The unaudited financial information furnished herein reflects all adjustments which, in the opinion of management, are necessary to fairly state the Company’s financial position and the results of its operations for the periods presented. These second quarter financial statements should be read in conjunction with the Company’s financial statements and notes thereto included in the Company’s report on Form 10-K for the year ended December 31, 2010. The Company assumes that the users of the interim financial information herein have read, or have access to, the audited financial statements for the preceding fiscal year, and that the adequacy of additional disclosure needed for a fair presentation may be determined in that context. Accordingly, footnote disclosure, which would substantially duplicate the disclosure contained in the Company’s financial statements for the fiscal year ended December 31, 2010, has been omitted.
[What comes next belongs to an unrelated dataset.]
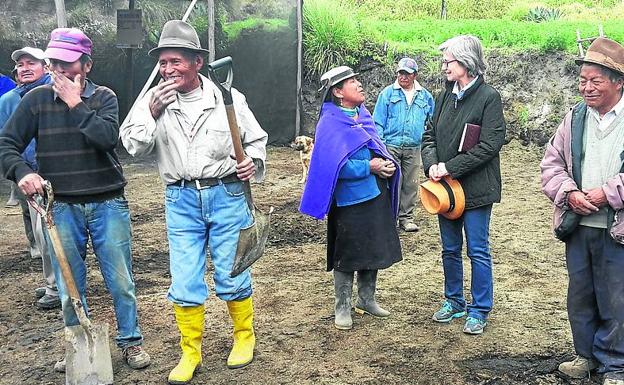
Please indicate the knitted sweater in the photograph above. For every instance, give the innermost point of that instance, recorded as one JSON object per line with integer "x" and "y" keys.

The results of operations for the six month period ended June 30, 2011 are not necessarily indicative of results for the entire year ending December 31, 2011.
8
INTERNATIONAL GOLD CORP.
(An Exploration Stage Company)
CONDENSED NOTES TO INTERIM FINANCIAL STATEMENTS
JUNE 30, 2011
(Unaudited)
(Stated in U.S. Dollars)
2.
|
SUMMARY OF SIGNIFICANT ACCOUNTING POLICIES
|
The financial statements of the Company have been prepared in accordance with generally accepted accounting principles in the United States (“GAAP”). Because a precise determination of many assets and liabilities is dependent upon future events, the preparation of financial statements for a period necessarily involves the use of estimates which have been made using careful judgment. All dollar amounts are in U.S. dollars unless otherwise noted.
The financial statements have, in management’s opinion, been properly prepared within reasonable limits of materiality and within the framework of the significant accounting policies summarized below:
a)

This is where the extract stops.